Government support – Part 2

Over at Overland, Christopher Madden has a piece responding to Ben Eltham’s ‘Culture is bigger than the arts’, and anyone interested in both games in culture & government support should read it because it perfectly articulates two questions at the heart of these issues:

Eltham advocates government support for game design because it is ‘capable of breathtaking beauty and stunning leaps of imagination’, creating ‘entirely new worlds for gamers to explore’, and presenting ‘compelling moral challenges’. Without elaboration, this is a description of the joys of gaming rather than a solid argument to convince government it should support game design. There are many things that are beautiful and new that governments leave well alone.

More persuasive arguments for policy reform would allude to the benefits to society (the ‘public benefits’) or market failures associated with new media culture. Arguments would also need to overcome public cost perceptions of games as an addictive activity that encourages violence and time-wasting.

So, how best to answer both of these arguments without evoking the economic?  And without heading into ‘well, they get support so we should too’?

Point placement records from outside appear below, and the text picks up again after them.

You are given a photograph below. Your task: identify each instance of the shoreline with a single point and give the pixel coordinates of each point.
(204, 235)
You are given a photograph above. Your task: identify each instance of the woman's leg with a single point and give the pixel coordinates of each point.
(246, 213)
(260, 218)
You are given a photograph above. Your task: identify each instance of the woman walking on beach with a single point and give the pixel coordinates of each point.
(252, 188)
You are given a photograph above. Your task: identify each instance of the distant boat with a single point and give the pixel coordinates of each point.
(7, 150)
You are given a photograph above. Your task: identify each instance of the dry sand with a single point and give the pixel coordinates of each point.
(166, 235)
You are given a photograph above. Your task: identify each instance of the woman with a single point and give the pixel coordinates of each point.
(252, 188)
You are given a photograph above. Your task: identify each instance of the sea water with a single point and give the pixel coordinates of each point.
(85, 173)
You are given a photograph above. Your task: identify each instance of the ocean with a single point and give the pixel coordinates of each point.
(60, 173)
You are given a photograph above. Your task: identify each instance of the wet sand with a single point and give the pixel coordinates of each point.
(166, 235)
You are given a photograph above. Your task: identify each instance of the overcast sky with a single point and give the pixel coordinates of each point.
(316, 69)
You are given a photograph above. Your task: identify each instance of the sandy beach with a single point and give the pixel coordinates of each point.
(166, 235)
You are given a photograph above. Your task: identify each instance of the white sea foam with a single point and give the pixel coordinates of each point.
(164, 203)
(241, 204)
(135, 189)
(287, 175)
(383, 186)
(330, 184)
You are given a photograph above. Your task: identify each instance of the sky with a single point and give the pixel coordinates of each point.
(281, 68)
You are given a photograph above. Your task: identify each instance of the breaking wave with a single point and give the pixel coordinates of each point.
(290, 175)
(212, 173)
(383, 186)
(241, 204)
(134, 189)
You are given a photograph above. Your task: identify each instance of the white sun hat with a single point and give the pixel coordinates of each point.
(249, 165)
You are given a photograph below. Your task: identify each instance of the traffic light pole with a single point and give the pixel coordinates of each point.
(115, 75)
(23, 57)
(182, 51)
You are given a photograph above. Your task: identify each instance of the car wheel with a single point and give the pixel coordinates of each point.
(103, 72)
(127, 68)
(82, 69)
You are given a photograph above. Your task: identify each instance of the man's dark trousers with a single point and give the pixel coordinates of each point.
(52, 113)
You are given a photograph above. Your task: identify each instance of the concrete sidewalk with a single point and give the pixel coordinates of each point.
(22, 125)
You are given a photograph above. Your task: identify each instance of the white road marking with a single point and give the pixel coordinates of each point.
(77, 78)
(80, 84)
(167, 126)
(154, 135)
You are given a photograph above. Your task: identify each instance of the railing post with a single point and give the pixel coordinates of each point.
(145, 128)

2 thoughts on “Government support – Part 2”

  1. Paul
    Good points about government support.
    Just to let your readers know, I have followed up on my Eltham response with some ideas about arguing for government support. It’s a bit rough, but some may find parts of it useful:
    Advocating cultural policy change: http://artspolicies.org/2010/10/18/advocating-cultural-policy-change/
    There’s a table at the bottom of the page that follows up on my ideas about identifying and articulating social or public benefits, which I see as the critical task for lobbyist-advocates.

    Reply
  2. Thanks Christopher.

    I’m new to a lot of this stuff, coming as I do from a development background, but I find the conversation coming from both sides fascinating.